食事時間でもない時間帯に獄卒が現れ、アリーに告げた。
「ザッバーフ・アリー、出ろ」
「…何だ?…ジェムが会うのか?…それとも死刑か?」
「お前に面会人だ」
「め…面会…!?」
家族だろうか…とアリーは思った。
彼には兄夫妻とその子供達がいるのだ。
だが一週間近くも何も口にしていないアリーは自力で立ち上がる事すら出来ず、二人の獄卒に左右から支えられるようにして牢から引きずり出された。

「…っ!」
地上に出たアリーは、ほぼ一週間ぶりの太陽の光に、眩しくて目もまともに開けていられなかった。
しかし獄卒達は構わずアリーを引っ張って行く。
良くは見えないが、宮殿の中を進んでいるという事だけは判った。

どうにか目が光に慣れた頃、アリーは面会人の待つ一室に辿り着いた。
「あぁ…っ!!!」
そこに居たのはアリーが予想だにしていなかった人物であった。
「アリーさん!!」
「ア…アイーシャさん!?」
アイーシャ…そう、アリーの王立学士院での学友であり想い人…彼女と今は亡き内務大臣のドラ息子ムスタファ・ザダームとの婚礼が決まった事が、アリーにクーデターを決意させる一因ともなった…あのアイーシャである。
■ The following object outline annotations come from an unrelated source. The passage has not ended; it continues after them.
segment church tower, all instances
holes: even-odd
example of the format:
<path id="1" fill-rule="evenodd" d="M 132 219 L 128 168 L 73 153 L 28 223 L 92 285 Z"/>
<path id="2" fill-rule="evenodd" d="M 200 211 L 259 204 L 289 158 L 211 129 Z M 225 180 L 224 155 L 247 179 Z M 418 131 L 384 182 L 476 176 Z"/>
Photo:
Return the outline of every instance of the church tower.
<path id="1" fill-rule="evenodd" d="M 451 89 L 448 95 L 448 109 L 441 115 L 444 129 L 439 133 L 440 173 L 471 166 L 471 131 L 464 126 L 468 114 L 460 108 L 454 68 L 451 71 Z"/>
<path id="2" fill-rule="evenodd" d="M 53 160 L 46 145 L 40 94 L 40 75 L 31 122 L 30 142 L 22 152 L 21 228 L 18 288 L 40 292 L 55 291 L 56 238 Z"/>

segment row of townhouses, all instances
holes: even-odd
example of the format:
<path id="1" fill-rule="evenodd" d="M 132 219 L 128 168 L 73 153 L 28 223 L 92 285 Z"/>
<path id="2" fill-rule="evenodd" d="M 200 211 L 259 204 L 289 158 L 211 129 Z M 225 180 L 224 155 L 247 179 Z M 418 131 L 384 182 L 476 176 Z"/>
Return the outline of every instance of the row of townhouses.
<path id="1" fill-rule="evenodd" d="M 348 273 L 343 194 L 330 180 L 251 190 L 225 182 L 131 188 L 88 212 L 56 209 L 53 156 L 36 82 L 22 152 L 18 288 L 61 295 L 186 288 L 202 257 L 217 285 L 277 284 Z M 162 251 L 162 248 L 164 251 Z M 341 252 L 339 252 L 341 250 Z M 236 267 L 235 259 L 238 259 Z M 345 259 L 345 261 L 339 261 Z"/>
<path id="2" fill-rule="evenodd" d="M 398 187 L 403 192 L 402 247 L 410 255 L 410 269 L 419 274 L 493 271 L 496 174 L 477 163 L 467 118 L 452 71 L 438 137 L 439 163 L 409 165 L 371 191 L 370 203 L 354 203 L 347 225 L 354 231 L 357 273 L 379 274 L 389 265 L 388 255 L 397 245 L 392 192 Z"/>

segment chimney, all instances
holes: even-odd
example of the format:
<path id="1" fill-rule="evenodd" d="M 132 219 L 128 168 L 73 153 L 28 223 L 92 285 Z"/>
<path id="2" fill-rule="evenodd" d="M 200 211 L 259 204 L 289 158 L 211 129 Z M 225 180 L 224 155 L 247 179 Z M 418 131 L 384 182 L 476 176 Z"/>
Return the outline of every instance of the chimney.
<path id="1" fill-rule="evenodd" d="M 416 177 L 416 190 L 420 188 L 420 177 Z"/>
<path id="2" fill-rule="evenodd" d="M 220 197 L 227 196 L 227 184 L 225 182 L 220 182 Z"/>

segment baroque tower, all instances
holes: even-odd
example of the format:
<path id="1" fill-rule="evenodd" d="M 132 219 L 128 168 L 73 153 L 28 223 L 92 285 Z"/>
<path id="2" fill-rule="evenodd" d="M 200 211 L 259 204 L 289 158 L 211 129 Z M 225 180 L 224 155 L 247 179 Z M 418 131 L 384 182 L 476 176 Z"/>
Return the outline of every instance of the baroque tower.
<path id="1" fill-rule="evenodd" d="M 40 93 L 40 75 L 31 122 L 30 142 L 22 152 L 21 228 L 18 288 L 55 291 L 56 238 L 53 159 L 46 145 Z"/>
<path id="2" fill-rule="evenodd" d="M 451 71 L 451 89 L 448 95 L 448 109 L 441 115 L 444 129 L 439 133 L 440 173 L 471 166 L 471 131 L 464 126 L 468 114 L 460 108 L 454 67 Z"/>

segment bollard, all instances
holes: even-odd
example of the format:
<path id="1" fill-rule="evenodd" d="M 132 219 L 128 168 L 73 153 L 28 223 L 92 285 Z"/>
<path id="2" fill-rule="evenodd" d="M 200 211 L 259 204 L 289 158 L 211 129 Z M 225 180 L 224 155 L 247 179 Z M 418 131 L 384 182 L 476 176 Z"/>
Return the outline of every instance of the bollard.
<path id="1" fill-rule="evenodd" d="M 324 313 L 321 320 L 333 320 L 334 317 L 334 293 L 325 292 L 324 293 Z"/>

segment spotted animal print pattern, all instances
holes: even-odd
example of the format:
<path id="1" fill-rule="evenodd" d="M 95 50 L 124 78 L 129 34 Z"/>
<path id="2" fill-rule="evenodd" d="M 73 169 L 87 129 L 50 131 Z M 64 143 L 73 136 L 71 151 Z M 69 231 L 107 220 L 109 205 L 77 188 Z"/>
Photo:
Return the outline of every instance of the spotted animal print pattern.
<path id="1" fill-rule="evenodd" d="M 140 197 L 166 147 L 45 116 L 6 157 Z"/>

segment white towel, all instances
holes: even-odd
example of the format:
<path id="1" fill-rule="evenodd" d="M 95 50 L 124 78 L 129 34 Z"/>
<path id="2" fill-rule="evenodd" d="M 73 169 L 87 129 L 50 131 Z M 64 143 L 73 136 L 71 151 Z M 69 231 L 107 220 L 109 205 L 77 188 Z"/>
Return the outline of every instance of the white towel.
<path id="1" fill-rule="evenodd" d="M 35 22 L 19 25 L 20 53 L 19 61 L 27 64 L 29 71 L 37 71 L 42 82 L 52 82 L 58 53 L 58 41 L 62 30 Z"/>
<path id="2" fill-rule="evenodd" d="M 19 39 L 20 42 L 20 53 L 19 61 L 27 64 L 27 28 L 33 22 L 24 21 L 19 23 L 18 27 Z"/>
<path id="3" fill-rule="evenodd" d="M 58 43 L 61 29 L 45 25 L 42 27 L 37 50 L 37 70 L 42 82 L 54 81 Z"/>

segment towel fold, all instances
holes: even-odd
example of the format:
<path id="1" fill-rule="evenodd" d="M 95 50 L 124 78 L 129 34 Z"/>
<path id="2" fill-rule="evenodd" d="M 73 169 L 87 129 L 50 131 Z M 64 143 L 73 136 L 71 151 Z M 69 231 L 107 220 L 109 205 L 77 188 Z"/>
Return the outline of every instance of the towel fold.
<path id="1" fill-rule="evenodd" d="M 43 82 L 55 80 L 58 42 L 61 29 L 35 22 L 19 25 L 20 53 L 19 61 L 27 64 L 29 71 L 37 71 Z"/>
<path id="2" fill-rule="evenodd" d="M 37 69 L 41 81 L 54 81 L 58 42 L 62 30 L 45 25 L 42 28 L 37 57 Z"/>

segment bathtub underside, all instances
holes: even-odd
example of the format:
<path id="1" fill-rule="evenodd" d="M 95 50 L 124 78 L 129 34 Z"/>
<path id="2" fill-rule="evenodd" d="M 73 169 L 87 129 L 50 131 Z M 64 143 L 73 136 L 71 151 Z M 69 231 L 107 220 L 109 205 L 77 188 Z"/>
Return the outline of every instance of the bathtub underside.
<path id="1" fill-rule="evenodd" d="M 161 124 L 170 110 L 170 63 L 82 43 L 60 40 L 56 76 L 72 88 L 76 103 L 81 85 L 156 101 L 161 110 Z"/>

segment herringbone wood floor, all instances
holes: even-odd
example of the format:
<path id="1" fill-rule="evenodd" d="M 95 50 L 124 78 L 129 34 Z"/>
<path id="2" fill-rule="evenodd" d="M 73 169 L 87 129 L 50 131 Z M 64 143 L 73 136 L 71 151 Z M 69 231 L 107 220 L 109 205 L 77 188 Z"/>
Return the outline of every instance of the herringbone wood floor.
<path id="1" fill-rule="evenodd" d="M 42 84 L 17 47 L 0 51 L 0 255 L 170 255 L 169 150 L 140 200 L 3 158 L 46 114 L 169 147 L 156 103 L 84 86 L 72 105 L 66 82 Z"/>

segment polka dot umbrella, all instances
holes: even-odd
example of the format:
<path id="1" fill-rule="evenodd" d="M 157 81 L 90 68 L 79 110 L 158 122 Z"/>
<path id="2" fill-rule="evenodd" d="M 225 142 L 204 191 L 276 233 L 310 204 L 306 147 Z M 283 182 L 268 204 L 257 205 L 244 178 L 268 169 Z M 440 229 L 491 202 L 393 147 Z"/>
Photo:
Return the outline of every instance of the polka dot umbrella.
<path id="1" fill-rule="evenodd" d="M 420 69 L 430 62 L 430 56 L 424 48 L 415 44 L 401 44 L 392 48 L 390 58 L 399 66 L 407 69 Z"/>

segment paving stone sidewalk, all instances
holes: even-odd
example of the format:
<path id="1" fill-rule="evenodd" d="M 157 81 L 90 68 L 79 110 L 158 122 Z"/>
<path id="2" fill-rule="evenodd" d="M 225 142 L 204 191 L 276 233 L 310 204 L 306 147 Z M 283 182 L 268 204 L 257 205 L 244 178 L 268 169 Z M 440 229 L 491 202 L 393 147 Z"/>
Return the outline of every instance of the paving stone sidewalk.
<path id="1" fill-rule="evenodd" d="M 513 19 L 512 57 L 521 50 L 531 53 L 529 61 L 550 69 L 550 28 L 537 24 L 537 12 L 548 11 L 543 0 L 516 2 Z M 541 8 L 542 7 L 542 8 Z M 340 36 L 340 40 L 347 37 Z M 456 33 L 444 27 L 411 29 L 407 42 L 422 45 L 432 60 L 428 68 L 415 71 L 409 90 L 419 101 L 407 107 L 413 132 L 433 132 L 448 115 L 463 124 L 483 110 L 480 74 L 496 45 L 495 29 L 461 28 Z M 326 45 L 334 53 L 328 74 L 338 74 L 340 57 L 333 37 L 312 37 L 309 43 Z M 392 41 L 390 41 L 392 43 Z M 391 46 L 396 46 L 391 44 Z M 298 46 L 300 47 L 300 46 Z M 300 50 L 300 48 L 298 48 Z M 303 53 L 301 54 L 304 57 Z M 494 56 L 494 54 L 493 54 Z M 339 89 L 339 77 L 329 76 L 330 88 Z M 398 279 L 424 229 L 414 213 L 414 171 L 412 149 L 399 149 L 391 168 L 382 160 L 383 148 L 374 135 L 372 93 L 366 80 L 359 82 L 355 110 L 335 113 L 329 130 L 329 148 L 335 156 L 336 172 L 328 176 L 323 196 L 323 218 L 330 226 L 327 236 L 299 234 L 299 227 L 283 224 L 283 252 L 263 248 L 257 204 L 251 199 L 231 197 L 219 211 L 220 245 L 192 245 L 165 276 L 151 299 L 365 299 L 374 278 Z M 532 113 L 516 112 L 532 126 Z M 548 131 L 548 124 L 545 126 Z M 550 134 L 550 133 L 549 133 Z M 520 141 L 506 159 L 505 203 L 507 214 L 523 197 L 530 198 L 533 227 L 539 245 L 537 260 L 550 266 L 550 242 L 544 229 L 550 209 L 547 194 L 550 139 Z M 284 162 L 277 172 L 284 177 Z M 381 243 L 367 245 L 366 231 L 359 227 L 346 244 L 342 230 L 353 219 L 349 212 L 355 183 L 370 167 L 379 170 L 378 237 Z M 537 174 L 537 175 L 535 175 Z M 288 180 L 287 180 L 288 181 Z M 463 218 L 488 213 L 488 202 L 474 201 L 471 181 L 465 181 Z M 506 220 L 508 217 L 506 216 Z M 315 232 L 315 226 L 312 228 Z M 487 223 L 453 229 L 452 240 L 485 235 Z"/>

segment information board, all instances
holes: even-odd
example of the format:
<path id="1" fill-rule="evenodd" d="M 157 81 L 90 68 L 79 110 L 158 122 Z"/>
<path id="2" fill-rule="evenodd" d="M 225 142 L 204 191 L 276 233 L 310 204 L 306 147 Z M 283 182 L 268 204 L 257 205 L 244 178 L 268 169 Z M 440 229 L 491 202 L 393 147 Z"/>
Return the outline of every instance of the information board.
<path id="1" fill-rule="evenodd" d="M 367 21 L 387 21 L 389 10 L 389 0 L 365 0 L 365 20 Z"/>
「アリーさん!アリーさんなのね!あぁ…夢じゃないのね!」
アイーシャはアリーに駆け寄り、彼に抱き付いて泣きじゃくった。
「ア…アイーシャさん…」
アリーは戸惑っていた。
「アイーシャさん…あなたは僕のために泣いてくれるのですか?…僕はあなたの将来を奪った男なんですよ?…あのムスタファ・ザダームに嫁いでいれば…少なくとも金銭の面では決して不自由する事の無い人生が約束されていたはずだ…そしていずれは“大臣夫人”と呼ばれる身分になっていたでしょう…それを僕が…」
「いいえ…私は権力や財産なんて要りませんでした…。あなたが生きてさえいてくれれば…それだけで私は良かった…」
「アイーシャさん…」
「アリーさん、ヤヴズ・ジェム閣下が教えてくださいました。あなた、死ぬつもりなんですってね…あなたが犯した恐ろしい罪を償うために…」
アリーは内心『余計な事を言いやがって…』とジェムを恨みながらも、こうなったらアイーシャには嘘偽り無く本心を伝える事にした。
「その通りです…僕は…この命を以て罪を償うつもりです…それに…生きていたらジェムに利用されて…また罪を重ねる事になる…そんなのは御免だ…」
「嫌!アリーさん…死なないでください!死んでは駄目…あなたが死んだら私も後を追って命を絶ちます!」
「そ…そんな…アイーシャさん…お願いです…僕を困らせないでください…」
「嫌です!あなたがいない世界でなんて…生きている意味ありません!」
「えぇ〜…」
そこまで言われると嬉しさを通り越して困る。
そこへ、少しイラついたような表情をした獄卒が割って入って来て言った。
「そこまで。面会時間終了だ。ザッバーフ・アリーを牢へ戻す」
「そんな…待ってください!」
だが、アイーシャの訴え虚しく、獄卒達はアリーを引き連れて行く。
「アリーさん!!嫌!!嫌ぁーっ!!!」
泣き叫ぶアイーシャにアリーは声を振り絞って伝えた。
「アイーシャさん!どうか僕の事は忘れてください!誰か素敵な男性と結ばれて幸せになってください!それが僕の願いです!」
そしてアリーは再び地下牢へと放り込まれたのだった。
一度目の時より心なしか扱いが乱暴に感じられたのは気のせいではあるまい…。